Once the pipeline was verified, we searched for peaks in the CCF at the location of PDS70 b found in Appendix B at radial velocities of RVpl = RVorbit + RVbary = 4.3−9.9 ≈−5.6 km s−1, where the first term is the radial velocity component of the Keplerian velocity with respect to the system velocity (Haffert et al. 2019) and the second term represents the barycentric velocity during the observation calculated with the PyAstronomy Python package1. Given the instrument resolution, each channel corresponds to a shift in radial velocity of ~ 30 km s−1, indicating that a higher precision in the determination of the planet radial velocity is not necessary. No signal was detected for the three molecules over the full RV range. The panels in the top row of Fig. 3 show the molecular maps at RVpl for H2O, CO, and CH4, while the CCFs at the planet position are shown in orange in the bottom row of the same figure for the three molecules.
In addition to the pixel-by-pixel approach explained above, we summed the residual flux at each channel in a circular aperture of 0.′′0275 in radius placed at the planet location to boost the S/N of molecular features. No significant peak in the CCF was detected.
4.3 Detection limits
To assess the quality of the data and the scientific relevance of the non-detection of molecules in the photosphere of PDS70 b, we estimated the limits on molecular abundances by inserting artificial companions in the data before subtracting the PSF and looking for the lowest molecular abundance that could be detected with our method. To do that, we fixed the thermal structure of the atmosphere to self-consistently calculated p–T profiles as we lack empirical constraints on the protoplanet’s thermal structure. Under this assumption, determining precise abundance limits from emission spectra is a difficult task, as changing abundances of the main absorbers theoretically involves major changes in the p–T structure and the emitted SED that could not be taken into account.
Planet spectra were generated with petitRADTRANS, with the thermal structure for Teff = 1200 K, log (g) = 3.0 from Samland et al. (2017). We varied Xmol, the mass fraction of the molecule we are looking for, while keeping the amount of H2 and He constant in the rest of the atmosphere (75% H2, 25% He). The planet was placed at a distance of 113.4 pc (Gaia Collaboration 2018) and the planet radius was assumed to be 3.0 RJ (Wang et al. 2020b; Stolker et al. 2020a). Once generated, the planet emission spectrum was Doppler-shifted by − 5 km s−1 and down-sampled to the spectral resolution of the data. Then the contrast between the injected signal and the stellar flux (estimated in Appendix D) was calculated. Finally, in each frame a copy of the stellar PSF rescaled by the contrast wasinserted in the pre-PSF-subtracted cubes at the position of PDS70 b from Appendix B. The new data with the inserted planets were reduced with the same pipeline detailed in Sect. 3.2.2, and the same templates from Sect. 4.2 were cross-correlated with the residuals to find molecular absorption features.

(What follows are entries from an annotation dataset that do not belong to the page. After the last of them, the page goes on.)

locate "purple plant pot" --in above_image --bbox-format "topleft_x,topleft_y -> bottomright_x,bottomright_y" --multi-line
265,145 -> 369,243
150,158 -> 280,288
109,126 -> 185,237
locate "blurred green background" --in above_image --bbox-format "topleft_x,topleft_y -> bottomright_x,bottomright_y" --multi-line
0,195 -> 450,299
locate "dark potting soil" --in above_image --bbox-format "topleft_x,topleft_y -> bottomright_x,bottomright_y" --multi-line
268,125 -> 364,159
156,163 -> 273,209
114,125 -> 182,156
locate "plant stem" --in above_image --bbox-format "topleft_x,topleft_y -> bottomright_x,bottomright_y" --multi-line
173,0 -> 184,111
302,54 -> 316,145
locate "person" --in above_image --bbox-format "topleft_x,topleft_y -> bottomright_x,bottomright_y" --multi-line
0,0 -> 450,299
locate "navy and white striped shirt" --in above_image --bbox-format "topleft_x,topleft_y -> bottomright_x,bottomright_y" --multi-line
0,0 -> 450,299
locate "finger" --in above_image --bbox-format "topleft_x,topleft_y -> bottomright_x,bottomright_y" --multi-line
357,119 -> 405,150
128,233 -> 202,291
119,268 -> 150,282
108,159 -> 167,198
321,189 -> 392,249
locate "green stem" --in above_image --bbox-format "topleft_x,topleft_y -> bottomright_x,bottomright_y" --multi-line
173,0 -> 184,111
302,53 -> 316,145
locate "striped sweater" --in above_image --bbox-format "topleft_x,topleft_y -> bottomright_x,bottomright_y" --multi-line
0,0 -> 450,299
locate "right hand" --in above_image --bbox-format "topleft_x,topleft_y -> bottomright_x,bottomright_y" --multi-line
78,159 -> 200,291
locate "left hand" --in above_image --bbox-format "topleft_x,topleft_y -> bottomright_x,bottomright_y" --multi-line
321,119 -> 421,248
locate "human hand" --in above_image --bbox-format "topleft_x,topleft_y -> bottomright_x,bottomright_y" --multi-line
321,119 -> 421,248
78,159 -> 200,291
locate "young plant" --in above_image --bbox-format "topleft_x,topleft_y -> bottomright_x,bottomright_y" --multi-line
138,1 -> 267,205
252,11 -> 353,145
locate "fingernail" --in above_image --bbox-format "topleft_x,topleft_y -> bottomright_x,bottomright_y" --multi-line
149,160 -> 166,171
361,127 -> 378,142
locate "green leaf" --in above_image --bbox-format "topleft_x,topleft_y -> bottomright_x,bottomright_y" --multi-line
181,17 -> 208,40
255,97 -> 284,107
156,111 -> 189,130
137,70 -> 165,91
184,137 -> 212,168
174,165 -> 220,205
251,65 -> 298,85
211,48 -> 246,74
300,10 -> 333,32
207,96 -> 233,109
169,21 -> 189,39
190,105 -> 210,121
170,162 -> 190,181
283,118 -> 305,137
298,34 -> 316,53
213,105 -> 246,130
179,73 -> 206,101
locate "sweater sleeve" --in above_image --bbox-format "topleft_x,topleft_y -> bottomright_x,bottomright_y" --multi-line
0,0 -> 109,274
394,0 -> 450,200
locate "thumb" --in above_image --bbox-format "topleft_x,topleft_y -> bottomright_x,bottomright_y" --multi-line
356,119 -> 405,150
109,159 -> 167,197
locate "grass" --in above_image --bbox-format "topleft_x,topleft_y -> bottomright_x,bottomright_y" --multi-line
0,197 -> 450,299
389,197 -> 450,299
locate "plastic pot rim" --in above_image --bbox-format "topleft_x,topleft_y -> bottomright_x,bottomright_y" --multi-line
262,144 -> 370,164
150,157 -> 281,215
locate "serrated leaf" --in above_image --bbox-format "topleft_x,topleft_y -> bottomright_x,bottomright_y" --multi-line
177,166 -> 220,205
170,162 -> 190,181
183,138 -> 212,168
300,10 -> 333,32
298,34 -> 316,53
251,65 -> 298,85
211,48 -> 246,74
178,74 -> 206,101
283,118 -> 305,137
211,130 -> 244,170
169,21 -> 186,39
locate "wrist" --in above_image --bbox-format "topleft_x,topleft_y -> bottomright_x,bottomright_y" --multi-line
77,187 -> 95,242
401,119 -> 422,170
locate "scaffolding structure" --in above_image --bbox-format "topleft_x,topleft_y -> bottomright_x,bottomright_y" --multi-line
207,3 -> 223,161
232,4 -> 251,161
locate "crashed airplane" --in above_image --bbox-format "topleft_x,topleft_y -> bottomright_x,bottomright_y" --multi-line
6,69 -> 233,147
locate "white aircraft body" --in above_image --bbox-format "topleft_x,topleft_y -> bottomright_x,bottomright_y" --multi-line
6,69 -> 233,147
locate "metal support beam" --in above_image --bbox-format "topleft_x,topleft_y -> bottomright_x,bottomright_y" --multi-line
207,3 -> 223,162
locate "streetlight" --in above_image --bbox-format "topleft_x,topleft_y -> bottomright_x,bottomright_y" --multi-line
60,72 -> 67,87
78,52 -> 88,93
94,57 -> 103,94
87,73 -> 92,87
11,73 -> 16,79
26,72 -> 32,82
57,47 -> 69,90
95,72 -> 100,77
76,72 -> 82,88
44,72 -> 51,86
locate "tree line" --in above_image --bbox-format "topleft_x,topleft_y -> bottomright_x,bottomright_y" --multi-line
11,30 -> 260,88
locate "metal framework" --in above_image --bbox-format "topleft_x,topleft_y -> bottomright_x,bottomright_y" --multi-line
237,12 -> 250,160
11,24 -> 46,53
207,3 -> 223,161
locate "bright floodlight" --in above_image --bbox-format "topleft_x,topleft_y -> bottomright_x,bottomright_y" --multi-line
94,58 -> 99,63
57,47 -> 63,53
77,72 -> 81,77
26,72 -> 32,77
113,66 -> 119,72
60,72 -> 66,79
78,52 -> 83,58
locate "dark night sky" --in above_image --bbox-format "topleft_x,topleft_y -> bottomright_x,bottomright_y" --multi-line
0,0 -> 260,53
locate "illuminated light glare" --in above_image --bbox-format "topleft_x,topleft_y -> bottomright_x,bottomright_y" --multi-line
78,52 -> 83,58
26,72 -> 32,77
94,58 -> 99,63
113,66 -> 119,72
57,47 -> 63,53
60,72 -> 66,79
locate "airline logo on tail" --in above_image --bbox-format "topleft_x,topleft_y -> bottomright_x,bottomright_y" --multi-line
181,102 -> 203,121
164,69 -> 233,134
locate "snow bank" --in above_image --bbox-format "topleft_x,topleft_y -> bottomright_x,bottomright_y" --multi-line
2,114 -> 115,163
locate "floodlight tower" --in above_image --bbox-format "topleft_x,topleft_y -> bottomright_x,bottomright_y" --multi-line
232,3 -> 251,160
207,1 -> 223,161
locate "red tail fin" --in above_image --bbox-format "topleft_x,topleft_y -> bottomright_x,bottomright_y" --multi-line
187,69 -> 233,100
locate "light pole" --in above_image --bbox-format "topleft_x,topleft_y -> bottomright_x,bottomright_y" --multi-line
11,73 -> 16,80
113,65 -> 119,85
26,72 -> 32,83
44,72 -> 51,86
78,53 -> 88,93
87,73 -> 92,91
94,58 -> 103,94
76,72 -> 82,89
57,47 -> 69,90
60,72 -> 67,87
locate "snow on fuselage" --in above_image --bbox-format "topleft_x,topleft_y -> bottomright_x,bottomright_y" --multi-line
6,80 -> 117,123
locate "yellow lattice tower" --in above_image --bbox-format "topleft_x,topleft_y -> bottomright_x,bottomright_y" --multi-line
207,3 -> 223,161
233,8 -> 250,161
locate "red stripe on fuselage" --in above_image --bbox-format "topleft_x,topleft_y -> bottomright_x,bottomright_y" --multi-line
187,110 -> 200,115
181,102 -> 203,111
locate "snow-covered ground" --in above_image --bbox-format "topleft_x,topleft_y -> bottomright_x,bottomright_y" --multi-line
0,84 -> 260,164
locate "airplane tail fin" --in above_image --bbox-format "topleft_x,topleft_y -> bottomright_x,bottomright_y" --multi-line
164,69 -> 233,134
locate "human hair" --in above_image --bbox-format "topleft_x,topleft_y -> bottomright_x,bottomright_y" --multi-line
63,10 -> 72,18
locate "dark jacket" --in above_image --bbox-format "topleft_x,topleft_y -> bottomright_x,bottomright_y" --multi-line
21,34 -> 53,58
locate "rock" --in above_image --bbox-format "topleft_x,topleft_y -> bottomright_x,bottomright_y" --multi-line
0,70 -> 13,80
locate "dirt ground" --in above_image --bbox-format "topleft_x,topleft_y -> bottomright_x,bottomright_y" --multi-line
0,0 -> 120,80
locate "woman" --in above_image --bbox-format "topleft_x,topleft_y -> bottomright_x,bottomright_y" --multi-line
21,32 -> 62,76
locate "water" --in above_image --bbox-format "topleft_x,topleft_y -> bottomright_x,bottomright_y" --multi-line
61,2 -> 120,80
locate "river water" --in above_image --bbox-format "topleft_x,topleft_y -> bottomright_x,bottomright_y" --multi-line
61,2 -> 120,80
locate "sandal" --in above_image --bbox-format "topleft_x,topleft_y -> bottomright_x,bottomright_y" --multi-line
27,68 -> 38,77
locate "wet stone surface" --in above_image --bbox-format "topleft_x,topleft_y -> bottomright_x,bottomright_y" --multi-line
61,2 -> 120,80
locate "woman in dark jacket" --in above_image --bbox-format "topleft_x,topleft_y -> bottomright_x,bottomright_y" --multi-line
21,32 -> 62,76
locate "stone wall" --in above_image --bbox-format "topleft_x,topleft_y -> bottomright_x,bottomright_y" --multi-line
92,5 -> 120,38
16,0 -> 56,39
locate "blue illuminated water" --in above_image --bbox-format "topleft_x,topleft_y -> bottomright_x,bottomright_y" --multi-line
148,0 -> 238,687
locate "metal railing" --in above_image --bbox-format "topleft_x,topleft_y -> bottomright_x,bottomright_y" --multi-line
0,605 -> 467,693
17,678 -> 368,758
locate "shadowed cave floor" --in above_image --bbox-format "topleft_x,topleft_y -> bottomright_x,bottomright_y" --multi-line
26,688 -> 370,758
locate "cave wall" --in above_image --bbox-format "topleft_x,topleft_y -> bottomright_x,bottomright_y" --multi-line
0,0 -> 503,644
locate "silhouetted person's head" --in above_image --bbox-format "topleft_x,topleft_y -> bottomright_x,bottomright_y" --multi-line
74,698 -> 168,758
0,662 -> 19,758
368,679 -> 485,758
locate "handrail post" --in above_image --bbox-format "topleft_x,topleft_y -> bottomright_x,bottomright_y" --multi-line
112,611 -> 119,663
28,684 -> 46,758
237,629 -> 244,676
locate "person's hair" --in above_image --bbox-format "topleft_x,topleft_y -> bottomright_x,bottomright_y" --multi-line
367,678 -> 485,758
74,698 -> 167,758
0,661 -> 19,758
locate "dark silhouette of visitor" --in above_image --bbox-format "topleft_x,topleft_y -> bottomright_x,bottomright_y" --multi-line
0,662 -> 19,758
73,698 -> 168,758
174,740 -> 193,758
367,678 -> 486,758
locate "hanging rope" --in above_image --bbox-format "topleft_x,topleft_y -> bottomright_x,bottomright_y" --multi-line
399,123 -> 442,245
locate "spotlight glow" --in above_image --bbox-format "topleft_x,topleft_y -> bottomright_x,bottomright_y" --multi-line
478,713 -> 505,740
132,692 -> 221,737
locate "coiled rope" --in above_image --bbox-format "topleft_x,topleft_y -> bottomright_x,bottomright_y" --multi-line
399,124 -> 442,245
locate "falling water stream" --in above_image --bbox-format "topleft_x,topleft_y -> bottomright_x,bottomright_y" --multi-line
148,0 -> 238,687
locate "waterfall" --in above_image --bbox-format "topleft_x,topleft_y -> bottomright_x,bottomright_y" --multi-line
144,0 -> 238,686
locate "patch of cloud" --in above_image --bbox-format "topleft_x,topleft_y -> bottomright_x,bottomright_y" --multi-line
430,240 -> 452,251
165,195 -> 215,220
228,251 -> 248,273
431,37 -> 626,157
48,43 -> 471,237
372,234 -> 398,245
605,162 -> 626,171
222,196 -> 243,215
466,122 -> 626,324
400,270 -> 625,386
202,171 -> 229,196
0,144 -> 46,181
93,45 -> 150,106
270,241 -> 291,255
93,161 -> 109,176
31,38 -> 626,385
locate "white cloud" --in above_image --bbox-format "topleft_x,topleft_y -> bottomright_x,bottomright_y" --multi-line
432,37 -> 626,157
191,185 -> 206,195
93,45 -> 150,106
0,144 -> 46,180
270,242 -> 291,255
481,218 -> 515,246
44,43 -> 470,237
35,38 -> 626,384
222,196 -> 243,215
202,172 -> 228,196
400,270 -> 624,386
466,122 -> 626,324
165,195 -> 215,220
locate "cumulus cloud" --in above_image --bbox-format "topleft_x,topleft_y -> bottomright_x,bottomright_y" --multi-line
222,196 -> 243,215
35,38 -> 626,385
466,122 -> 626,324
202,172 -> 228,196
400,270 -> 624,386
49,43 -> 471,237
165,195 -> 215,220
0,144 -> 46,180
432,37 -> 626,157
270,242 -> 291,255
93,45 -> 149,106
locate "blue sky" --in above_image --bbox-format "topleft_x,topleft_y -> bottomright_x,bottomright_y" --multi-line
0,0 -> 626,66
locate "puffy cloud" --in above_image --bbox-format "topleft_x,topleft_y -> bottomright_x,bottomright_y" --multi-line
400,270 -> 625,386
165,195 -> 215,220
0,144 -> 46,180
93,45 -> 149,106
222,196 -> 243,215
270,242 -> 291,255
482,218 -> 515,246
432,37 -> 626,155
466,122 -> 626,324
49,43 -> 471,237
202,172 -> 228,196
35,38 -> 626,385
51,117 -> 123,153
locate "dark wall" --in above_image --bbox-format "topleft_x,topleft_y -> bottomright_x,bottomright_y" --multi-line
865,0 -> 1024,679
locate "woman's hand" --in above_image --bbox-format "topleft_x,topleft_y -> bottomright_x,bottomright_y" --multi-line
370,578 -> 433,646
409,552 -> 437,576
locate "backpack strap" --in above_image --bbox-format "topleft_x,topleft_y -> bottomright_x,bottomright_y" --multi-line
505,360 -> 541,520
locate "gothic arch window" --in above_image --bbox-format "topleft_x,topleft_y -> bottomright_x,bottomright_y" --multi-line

We estimated the significance of the detection calculating its S/N as the ratio of the peak value of theCCF to the standard deviation of its remaining values at least 20 RV steps (i.e., 200 km s−1) apart from the peak. To correct for autocorrelation effects on the noise measurement, particularly strong in the case of CO, we calculated the autocorrelation function of the templates, rescaled it so that its peak is at the same level as the data-template CCF peak, and then subtracted it from the original CCF for |RV| > 200 km s−1. This way the autocorrelation signal is not counted in estimating the noise. Finally, we adjusted Xmol to obtain S∕N ≈ 5.
Within our assumptions on the atmospheric parameters, the VLT/SINFONI data exclude log (XH 2O) > −4.0, log (XCO) > −4.1 and log (XCH 4) > −4.9 because molecular mass fractions larger than these would have been detected by our methods with S∕N > 5. The middle row of Fig. 3 shows the molecular maps of PDS70 in H2O, CO, and CH4 at the RV of the artificial planet for the limit mass fractions provided above. The signal of the three molecules is detected with S∕N ≳ 5 as shown in the CCF of the bottom row panels (blue lines). The non-detections of H2O and the low abundance limits we calculated within the framework of our assumptions appear to be in disagreement with the GRAVITY spectrum (Wang et al. 2021), where the presence of H2O in the atmosphere was inferred thanks to the spectral slope at the red end of the spectrum. We address this possible inconsistency in Sect. 5.5.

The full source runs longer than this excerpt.